Occasionally, we receive reports describing formula injection into CSV files. Specifically, the reports mention that one of our products with an export to CSV feature can be abused by injecting formulas into a generated file downloaded by the user.

The attack scenario generally goes like this:

• Under certain circumstances, injected formulas could be executed by the application opening the CSV file (Microsoft Excel is commonly mentioned).
• The consequence could be not just running arithmetic operations on a victim's machine (though we all like =1338-1), but may even amount to running arbitrary commands.
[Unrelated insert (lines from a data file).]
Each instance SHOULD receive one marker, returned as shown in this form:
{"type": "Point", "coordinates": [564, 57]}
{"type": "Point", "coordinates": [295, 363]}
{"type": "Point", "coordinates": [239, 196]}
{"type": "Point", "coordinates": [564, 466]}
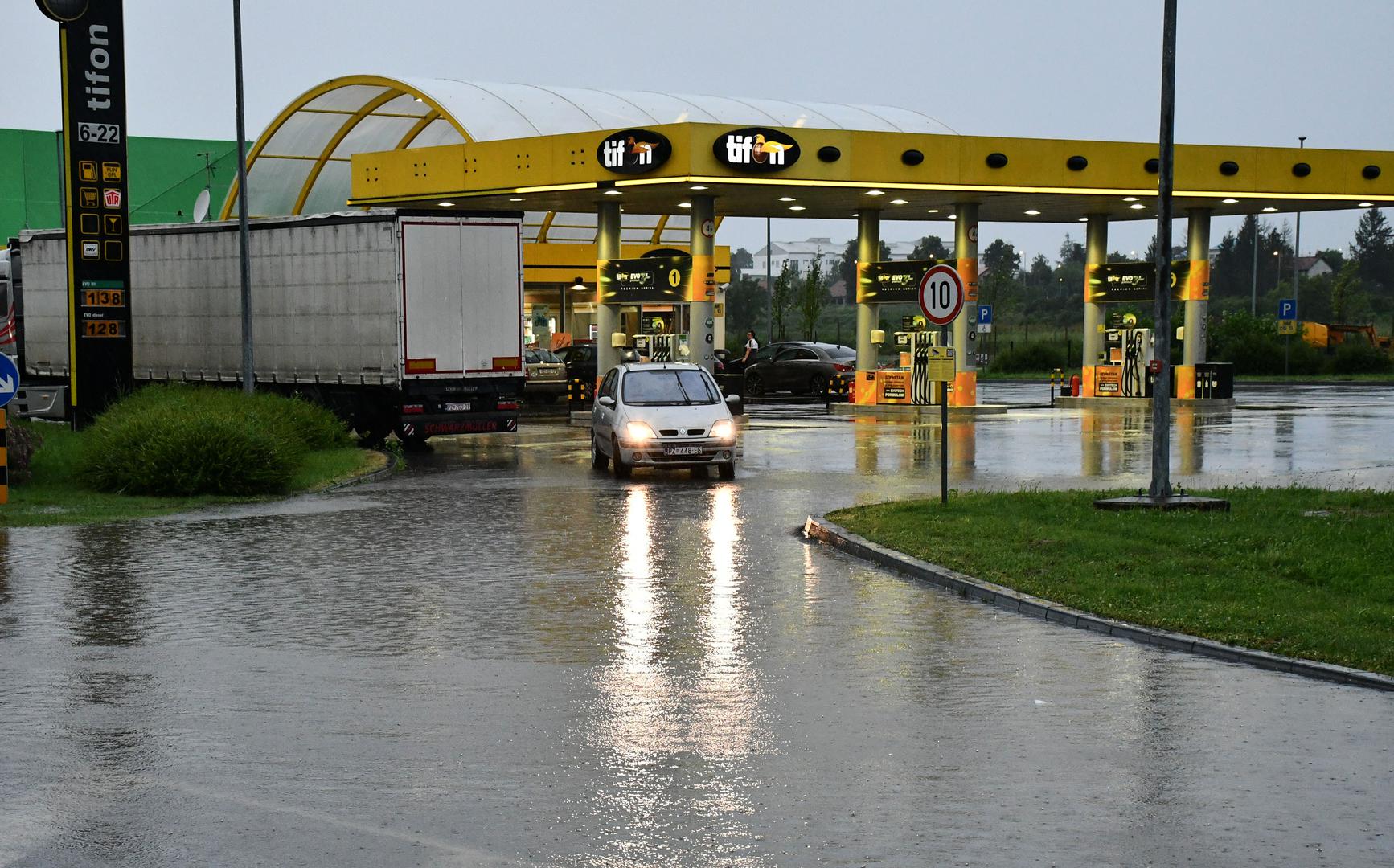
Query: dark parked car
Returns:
{"type": "Point", "coordinates": [799, 366]}
{"type": "Point", "coordinates": [580, 362]}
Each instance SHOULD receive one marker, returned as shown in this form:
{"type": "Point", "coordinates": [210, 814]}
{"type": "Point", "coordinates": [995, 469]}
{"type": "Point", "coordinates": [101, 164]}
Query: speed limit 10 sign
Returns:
{"type": "Point", "coordinates": [941, 294]}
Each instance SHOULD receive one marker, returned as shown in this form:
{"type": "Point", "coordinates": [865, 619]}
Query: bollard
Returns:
{"type": "Point", "coordinates": [5, 457]}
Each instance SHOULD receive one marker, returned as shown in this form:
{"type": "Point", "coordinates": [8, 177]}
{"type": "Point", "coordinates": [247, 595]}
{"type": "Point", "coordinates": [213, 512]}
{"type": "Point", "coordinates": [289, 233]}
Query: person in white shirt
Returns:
{"type": "Point", "coordinates": [752, 345]}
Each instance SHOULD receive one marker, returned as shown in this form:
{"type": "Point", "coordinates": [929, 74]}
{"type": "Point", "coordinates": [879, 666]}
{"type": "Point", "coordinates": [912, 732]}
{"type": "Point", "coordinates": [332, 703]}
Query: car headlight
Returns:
{"type": "Point", "coordinates": [639, 432]}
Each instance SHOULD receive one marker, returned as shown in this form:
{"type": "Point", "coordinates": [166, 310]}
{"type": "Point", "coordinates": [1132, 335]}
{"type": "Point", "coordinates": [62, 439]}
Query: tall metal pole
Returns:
{"type": "Point", "coordinates": [1297, 239]}
{"type": "Point", "coordinates": [770, 286]}
{"type": "Point", "coordinates": [1162, 311]}
{"type": "Point", "coordinates": [1253, 285]}
{"type": "Point", "coordinates": [243, 245]}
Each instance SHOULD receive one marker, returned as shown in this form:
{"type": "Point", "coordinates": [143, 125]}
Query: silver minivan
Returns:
{"type": "Point", "coordinates": [662, 414]}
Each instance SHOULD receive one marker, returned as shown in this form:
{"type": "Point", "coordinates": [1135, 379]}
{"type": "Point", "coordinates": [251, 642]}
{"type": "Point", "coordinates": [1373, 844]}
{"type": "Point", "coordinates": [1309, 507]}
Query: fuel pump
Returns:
{"type": "Point", "coordinates": [1138, 351]}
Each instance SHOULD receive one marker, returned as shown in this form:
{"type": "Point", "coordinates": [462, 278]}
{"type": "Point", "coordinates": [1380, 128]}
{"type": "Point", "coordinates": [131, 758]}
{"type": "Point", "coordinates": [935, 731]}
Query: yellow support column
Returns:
{"type": "Point", "coordinates": [1096, 254]}
{"type": "Point", "coordinates": [1196, 298]}
{"type": "Point", "coordinates": [869, 251]}
{"type": "Point", "coordinates": [703, 292]}
{"type": "Point", "coordinates": [607, 317]}
{"type": "Point", "coordinates": [965, 247]}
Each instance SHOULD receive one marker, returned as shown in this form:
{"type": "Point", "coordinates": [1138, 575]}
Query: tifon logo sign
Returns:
{"type": "Point", "coordinates": [633, 151]}
{"type": "Point", "coordinates": [756, 149]}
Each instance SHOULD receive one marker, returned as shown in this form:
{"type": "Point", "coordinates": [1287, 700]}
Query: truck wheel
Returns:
{"type": "Point", "coordinates": [413, 442]}
{"type": "Point", "coordinates": [622, 470]}
{"type": "Point", "coordinates": [598, 459]}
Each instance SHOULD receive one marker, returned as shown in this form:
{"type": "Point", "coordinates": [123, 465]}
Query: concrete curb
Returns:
{"type": "Point", "coordinates": [968, 587]}
{"type": "Point", "coordinates": [378, 474]}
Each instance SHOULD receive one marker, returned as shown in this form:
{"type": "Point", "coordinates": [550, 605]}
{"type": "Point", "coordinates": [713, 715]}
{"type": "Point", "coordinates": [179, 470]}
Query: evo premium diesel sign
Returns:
{"type": "Point", "coordinates": [98, 207]}
{"type": "Point", "coordinates": [633, 151]}
{"type": "Point", "coordinates": [756, 149]}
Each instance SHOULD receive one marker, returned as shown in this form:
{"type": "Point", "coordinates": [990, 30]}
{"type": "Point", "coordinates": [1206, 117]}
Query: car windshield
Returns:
{"type": "Point", "coordinates": [660, 387]}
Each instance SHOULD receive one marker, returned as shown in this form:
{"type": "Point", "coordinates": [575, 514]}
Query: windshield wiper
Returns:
{"type": "Point", "coordinates": [687, 399]}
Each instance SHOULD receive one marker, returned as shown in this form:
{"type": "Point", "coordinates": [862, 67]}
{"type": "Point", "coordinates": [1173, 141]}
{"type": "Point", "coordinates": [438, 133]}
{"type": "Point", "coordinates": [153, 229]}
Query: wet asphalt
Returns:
{"type": "Point", "coordinates": [502, 658]}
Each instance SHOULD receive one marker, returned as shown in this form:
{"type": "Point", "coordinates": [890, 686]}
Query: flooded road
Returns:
{"type": "Point", "coordinates": [502, 658]}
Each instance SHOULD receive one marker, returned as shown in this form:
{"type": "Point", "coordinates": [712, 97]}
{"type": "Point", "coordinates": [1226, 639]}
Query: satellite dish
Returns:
{"type": "Point", "coordinates": [201, 207]}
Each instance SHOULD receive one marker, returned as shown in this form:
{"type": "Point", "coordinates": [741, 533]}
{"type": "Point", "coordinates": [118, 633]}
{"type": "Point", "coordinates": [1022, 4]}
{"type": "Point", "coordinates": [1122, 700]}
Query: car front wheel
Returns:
{"type": "Point", "coordinates": [622, 469]}
{"type": "Point", "coordinates": [598, 459]}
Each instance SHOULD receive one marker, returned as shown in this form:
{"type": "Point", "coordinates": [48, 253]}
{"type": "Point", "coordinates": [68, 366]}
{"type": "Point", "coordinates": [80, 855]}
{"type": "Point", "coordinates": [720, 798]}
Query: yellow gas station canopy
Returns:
{"type": "Point", "coordinates": [835, 173]}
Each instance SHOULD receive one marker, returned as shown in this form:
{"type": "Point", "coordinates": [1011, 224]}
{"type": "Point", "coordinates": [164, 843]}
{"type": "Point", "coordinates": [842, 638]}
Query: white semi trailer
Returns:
{"type": "Point", "coordinates": [396, 322]}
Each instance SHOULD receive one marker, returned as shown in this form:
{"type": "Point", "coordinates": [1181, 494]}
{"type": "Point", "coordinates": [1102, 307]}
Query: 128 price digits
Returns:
{"type": "Point", "coordinates": [104, 328]}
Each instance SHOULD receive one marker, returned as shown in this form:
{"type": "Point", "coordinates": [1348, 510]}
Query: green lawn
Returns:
{"type": "Point", "coordinates": [1304, 573]}
{"type": "Point", "coordinates": [53, 497]}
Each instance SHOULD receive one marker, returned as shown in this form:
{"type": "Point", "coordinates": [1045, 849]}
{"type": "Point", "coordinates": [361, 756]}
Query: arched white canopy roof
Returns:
{"type": "Point", "coordinates": [300, 163]}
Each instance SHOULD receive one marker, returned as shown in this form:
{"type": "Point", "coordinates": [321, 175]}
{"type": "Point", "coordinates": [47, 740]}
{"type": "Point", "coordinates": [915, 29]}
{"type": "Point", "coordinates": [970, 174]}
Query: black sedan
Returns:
{"type": "Point", "coordinates": [799, 366]}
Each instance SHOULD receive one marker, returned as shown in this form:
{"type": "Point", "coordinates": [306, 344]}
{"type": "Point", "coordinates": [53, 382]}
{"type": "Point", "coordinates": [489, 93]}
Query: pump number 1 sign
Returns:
{"type": "Point", "coordinates": [941, 294]}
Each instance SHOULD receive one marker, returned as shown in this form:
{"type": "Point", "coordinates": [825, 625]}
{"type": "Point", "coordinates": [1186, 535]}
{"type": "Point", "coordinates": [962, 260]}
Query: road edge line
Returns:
{"type": "Point", "coordinates": [839, 538]}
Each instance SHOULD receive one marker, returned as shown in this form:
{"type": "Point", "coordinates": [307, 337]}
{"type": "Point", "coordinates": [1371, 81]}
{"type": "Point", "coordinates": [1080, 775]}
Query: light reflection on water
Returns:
{"type": "Point", "coordinates": [503, 655]}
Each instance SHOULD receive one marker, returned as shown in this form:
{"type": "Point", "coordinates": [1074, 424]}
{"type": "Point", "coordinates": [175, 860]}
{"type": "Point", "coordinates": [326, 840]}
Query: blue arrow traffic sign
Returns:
{"type": "Point", "coordinates": [9, 379]}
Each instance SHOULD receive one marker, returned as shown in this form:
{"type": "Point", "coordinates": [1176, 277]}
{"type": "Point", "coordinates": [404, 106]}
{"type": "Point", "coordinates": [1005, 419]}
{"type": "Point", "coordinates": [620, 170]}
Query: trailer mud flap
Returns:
{"type": "Point", "coordinates": [428, 427]}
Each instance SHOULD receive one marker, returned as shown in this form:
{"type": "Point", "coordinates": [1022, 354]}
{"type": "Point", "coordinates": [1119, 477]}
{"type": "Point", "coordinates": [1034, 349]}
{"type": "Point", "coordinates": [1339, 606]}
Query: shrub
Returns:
{"type": "Point", "coordinates": [1359, 357]}
{"type": "Point", "coordinates": [23, 442]}
{"type": "Point", "coordinates": [1031, 358]}
{"type": "Point", "coordinates": [197, 440]}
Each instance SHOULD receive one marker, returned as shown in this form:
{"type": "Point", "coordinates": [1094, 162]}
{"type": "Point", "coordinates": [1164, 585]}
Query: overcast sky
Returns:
{"type": "Point", "coordinates": [1248, 72]}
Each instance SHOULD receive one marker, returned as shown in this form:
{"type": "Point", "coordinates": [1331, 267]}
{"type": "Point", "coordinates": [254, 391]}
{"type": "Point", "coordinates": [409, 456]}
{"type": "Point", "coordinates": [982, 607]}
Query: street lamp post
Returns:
{"type": "Point", "coordinates": [243, 243]}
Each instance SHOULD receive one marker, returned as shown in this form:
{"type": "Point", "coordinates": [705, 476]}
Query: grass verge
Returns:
{"type": "Point", "coordinates": [1304, 573]}
{"type": "Point", "coordinates": [56, 493]}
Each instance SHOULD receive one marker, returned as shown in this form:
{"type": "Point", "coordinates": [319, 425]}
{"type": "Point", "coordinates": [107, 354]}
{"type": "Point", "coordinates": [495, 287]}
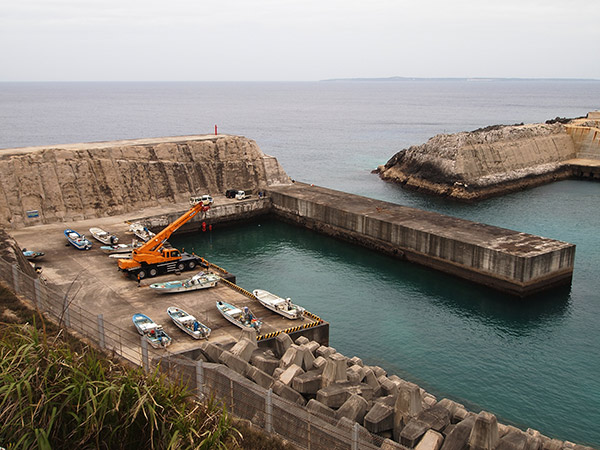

In this context, it is important to remember that CSV files are simply text files (the format is defined in RFC 4180) and that only a subset of the applications which open CSV files actually evaluate formulas – it's more of a side effect of the CSV format and not a vulnerability in Google products which can export user-created CSVs. In consequence, this issue should be mitigated by applications which import/interpret data from external sources such as CSV files, as e.g. Microsoft Excel does by displaying a warning. In other words, the proper fix should be applied when opening CSV files, not when when creating them.

Conclusion

If you report a CSV injection issue of the type described above, we won't file a bug based on your report.

Why? We don't believe that the risk introduced by formula injection into CSV files generated by Google products seriously impacts the security of our users or products. For this reason, it does not warrant a change in our products.